I was taught the rule of 90-9-1 by an older, wiser sergeant, who explained it to me this way - 'Son, out of every 100 people you meet, 90 of them will be perfectly normal, reasonable and generally no problem whatever. 9 will be foolish, or deranged - capable of saying or doing almost any idiotic thing you can imagine, but not actually malicious, just misguided. And one will be a stone-cold certifiable sociopath, who knows what he's doing and is comfortable being that way. The trick in police work is to recognize Mr 1% when you see him coming - and it's almost-always a He.'
That was quite a few years ago, and my observation since tends to make me think, that, while it might sometimes be 1 in 150, his proportions are generally pretty-much accurate.
llater,
llamas
llamas at June 3, 2013 6:22 AM
Everyone has the occasional violent thought or fantasy. They key component is a lack of real empathy for others feelings . "but I also struggle to react appropriately to other people's confusing and emotion-driven social cues."

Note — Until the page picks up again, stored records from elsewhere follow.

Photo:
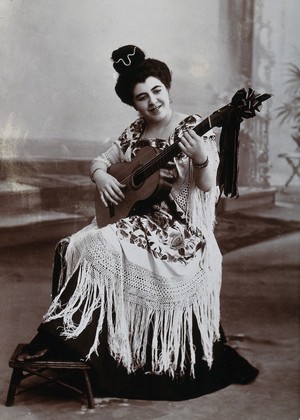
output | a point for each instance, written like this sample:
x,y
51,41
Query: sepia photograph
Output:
x,y
150,209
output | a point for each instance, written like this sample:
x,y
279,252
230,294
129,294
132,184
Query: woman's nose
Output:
x,y
152,99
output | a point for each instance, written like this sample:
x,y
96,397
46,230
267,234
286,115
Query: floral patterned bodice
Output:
x,y
162,230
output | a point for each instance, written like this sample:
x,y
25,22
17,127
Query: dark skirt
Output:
x,y
110,379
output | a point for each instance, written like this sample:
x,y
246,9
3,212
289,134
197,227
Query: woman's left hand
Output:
x,y
193,146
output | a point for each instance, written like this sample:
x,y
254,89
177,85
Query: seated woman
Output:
x,y
139,298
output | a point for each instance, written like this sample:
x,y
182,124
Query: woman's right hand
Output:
x,y
109,188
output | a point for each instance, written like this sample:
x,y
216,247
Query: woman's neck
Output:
x,y
163,128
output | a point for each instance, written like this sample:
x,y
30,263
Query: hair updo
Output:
x,y
130,62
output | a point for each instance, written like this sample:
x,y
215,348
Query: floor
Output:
x,y
260,315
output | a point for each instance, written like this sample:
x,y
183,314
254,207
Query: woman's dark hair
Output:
x,y
130,62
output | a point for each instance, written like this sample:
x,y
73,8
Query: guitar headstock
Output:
x,y
248,102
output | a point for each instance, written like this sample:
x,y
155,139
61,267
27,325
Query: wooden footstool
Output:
x,y
42,368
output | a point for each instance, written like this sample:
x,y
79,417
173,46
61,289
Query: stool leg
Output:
x,y
14,382
89,393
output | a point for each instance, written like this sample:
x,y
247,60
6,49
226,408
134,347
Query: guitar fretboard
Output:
x,y
173,150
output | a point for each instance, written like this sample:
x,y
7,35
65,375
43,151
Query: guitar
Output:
x,y
145,179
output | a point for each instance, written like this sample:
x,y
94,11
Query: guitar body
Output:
x,y
139,194
146,182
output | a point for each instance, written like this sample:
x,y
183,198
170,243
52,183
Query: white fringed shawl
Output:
x,y
137,292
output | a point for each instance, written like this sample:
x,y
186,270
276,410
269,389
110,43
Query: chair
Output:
x,y
43,368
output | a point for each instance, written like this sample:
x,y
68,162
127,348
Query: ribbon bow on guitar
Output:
x,y
144,177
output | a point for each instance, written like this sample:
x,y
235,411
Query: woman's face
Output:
x,y
151,100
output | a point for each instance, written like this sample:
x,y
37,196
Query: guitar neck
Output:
x,y
173,150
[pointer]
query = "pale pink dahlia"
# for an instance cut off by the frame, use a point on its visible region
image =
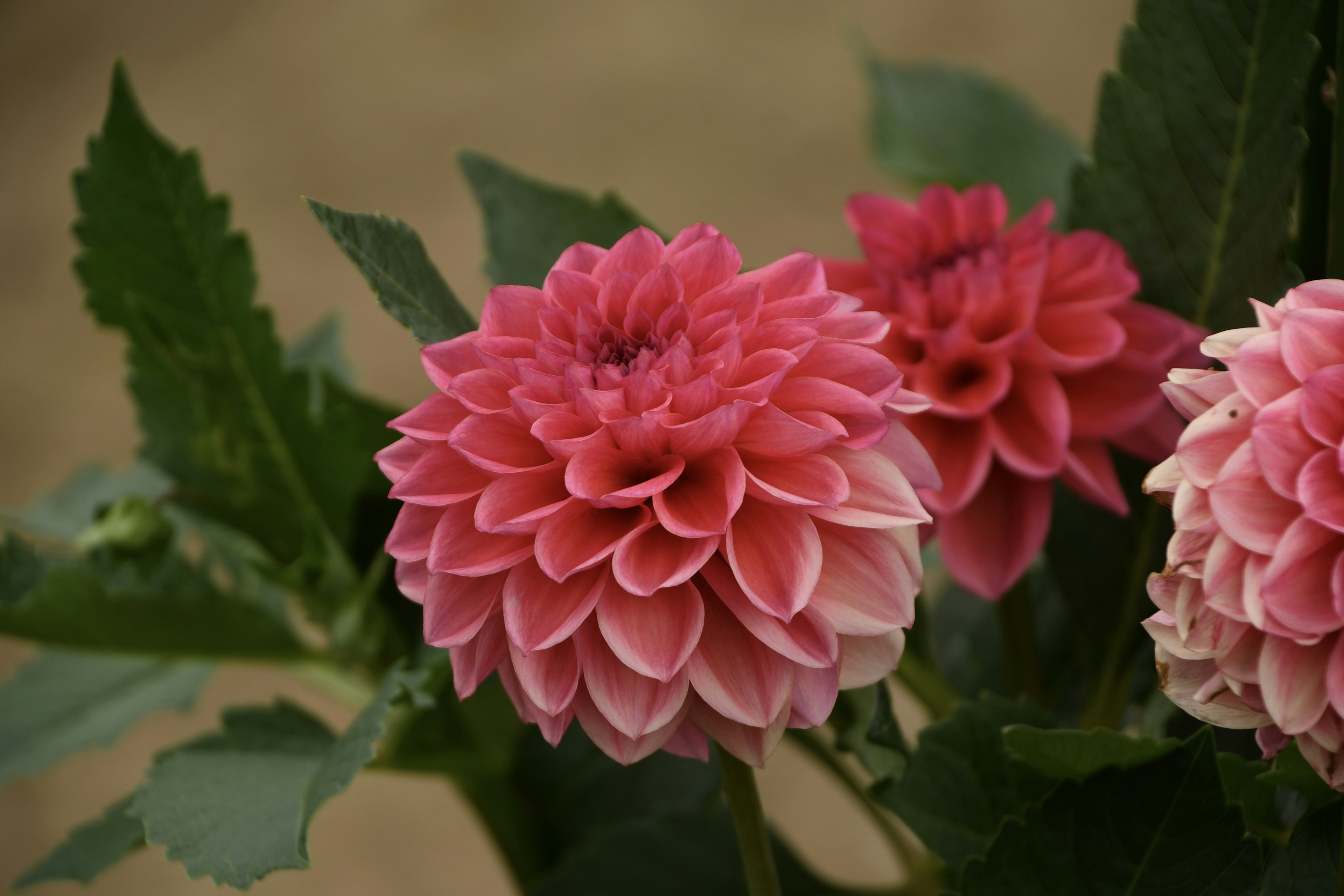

Also there is a complete lack or remorse for any action.
David H at June 3, 2013 9:03 AM
with a bit of luck, we won't have the next Amy Bishop, but the brain issues, may well be similar:
http://www.dailymail.co.uk/news/article-2201831/Amy-Bishop-Ex-professor-pleads-guilty-shooting-dead-colleagues-wounding-others.html
This isn't a matter of violent fantasies, or getting enraged... this is a matter of people who believe that they alone have the rights over life or death, and they just don't have a reflex to curb that feeling.

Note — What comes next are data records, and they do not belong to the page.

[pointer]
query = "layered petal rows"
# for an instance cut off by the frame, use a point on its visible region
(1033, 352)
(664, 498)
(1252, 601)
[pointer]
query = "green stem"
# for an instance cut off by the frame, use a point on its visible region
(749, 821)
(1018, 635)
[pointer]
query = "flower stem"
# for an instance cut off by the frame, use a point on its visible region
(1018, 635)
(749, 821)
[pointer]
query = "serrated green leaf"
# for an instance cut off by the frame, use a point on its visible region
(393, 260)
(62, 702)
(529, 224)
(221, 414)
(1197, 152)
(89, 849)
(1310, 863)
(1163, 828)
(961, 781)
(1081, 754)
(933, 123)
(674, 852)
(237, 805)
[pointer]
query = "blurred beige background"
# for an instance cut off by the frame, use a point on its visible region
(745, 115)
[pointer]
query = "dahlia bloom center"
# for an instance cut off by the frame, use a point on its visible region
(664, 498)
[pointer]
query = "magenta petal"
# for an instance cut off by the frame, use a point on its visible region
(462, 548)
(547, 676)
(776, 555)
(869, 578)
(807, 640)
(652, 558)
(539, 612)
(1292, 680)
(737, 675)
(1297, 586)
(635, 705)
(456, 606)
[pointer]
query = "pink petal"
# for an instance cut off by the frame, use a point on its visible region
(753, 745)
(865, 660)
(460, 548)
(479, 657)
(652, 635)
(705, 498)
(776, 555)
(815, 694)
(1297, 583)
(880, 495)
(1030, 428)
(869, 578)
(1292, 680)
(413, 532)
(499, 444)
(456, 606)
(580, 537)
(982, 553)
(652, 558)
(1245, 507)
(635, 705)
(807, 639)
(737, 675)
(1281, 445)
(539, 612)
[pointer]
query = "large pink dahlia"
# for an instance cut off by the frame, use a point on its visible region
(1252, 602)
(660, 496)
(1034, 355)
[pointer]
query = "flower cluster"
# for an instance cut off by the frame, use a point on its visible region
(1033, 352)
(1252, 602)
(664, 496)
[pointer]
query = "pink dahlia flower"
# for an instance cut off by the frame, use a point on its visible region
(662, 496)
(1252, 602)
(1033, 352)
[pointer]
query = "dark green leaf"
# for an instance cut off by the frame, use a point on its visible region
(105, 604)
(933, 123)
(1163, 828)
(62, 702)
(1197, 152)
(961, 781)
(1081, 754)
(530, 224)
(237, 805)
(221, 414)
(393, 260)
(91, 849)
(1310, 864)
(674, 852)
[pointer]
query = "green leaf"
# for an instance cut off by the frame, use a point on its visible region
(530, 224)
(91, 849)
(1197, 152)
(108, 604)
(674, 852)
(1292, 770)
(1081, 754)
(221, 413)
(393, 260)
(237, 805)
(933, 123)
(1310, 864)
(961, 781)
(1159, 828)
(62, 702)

If you meet one, you better hope you have a CCW, and the ability to use it. These are the sort of people that if you best them, they WILL hatch an elaborate plan to get you, and they never, never stop.

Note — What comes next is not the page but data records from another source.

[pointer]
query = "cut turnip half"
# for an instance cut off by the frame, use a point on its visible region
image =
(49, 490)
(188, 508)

We see them a lot in the criminal circles, when you find out what they did, and why, you say, "but that's so over the top I dun get it." Like killing a child over a play station.
What we tend NOT to pay attention to, is that there are quite intelligent, learned people who have similar wiring issues, and are far better at planning on how to make you pay.
They are the more dangerous, because you don't see them coming.
SwissArmyD at June 3, 2013 10:02 AM
"This isn't a matter of violent fantasies, or getting enraged... this is a matter of people who believe that they alone have the rights over life or death, and they just don't have a reflex to curb that feeling."
This argues for many people in government being sociopathic. "They" know what is best for you, and here's how you're going to get it.
Radwaste at June 4, 2013 2:34 AM
Sounds like a typical Tuesday to me.
Wake up....
Eat Breakfast...
Get dressed for work...
Get on the bus for work...
Exit bus, find a stranger that says something...
Fantisize about killing them with a stapler..
Eat lunch...
Finish work...
Etc, Etc....
Where is the problem?
Matthew at June 4, 2013 6:32 AM
I don't think sociopaths do it for their pleasure. Pleasure would imply that they have feelings.
It's not a matter of sadistically manipulating anyone for their pleasure, or killing for their pleasure. They simply see manipulation and murder as a means to an end.
Stephen King did a pretty good example of one in his novel "It." The character of Patrick Hockstetter found that when his baby brother was born, it disrupted his schedule. His meals came late, and his parents were tired more often. So, he calmly and methodically murdered his baby brother. Not because he hated the baby. His parents could have 100 babies for all he cared. But because the baby disrupted his schedule. Therefore, he killed the baby. Problem solved.